Over the past couple of months I have organized this house. The last frontier is the sewing room, which is no small task. I expect to rehome eight boxes of fabric and notions. Coincidentally, if there is such a thing, three friends have recently asked if I could spare some: one for a costuming class, another for girls in Ghana, and the last
for weaving rugs with the elderly.
Other than those bursts, however, I haven't begun. It gives me momentum to imagine what it will be like, when the shelves are lean instead of bulging, when hunks of yardage I haven't touched in six years are liberated, when all that is left behind is what I need. Better yet, less than I need because if history is any indication more fabric will come my way.

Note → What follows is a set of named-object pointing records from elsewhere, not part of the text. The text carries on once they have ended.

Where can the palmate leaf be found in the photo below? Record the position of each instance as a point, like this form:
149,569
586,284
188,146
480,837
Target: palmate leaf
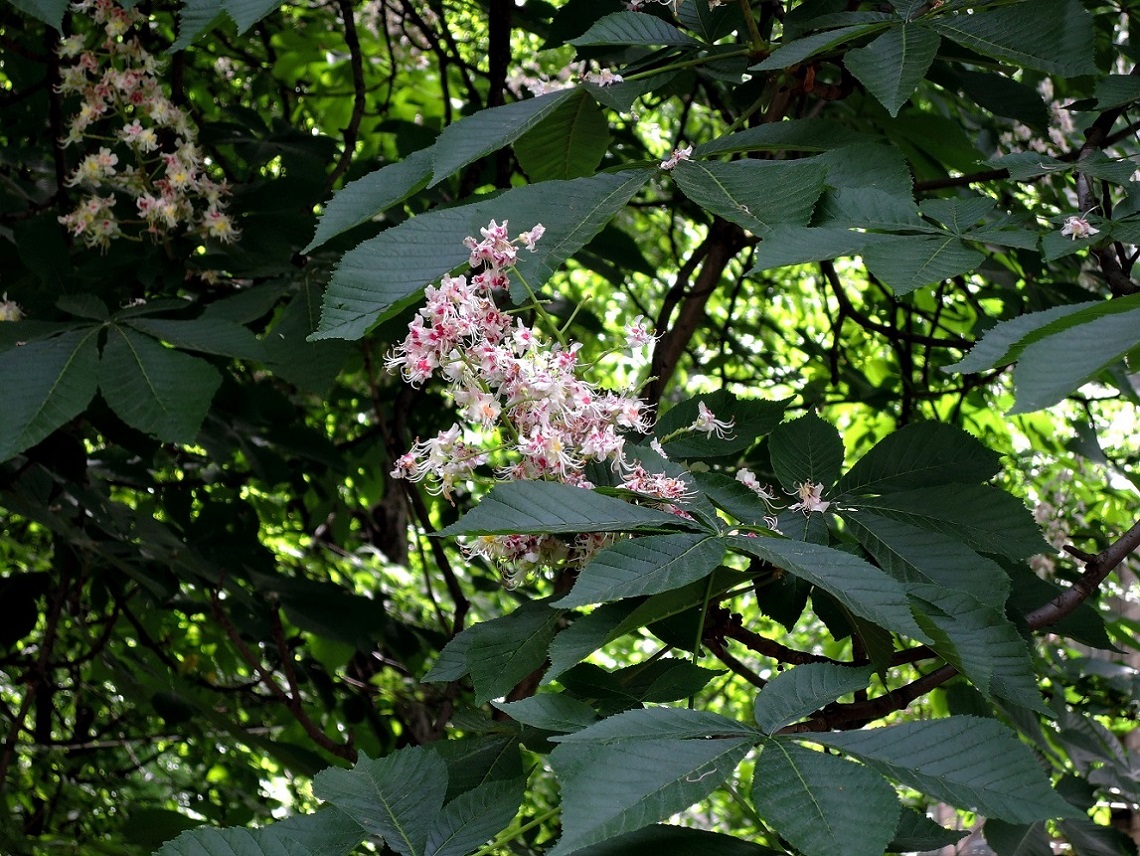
906,262
610,788
644,567
475,816
569,141
154,389
920,455
383,275
894,64
805,450
632,27
675,841
756,195
914,555
1049,35
397,798
857,585
967,761
488,130
795,693
546,506
47,383
983,518
361,200
822,804
1052,367
980,642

I picture sitting in my chair, surrounded
by color and texture. Velvets on one shelf. Christmas cloth on another. The rainbow shelves will span the spectrum from floor to ceiling. Doll making supplies will be tucked in a basket. The button can will sit on the sill looking at the chickens.

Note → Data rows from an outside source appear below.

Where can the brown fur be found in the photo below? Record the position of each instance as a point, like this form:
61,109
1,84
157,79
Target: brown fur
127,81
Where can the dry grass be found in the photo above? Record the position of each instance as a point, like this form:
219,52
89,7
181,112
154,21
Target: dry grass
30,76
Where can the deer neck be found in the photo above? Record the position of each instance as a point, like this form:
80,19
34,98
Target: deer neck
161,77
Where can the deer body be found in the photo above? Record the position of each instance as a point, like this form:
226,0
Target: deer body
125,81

It is all lovely in my imagination. The inertia builds each time I picture it as a space I am eager to step into, rather than an obstacle course of piles to step over. I will be able to offer sewing lessons again. I'd
like that.
A woman whose marriage is in disarray was walking with a friend.
"What would you like your relationship to be like?" her friend invited. "Tell me what you imagine."
"Imagine?" she scoffed. "I can't imagine anything but what is. I am stuck. Forever."
Her friend felt sad that she could not even sketch an outline of what could be.
I suppose some
people manage to have an idyllic marriage, or pinterest worthy sewing nook suddenly appear. Aren't there game shows that offer them as prizes? But in my world they come more gradually through the tedious effort of sorting, tossing, folding, deciding.
It helps if I can picture a lovely space or conversation even before it seeps into reality.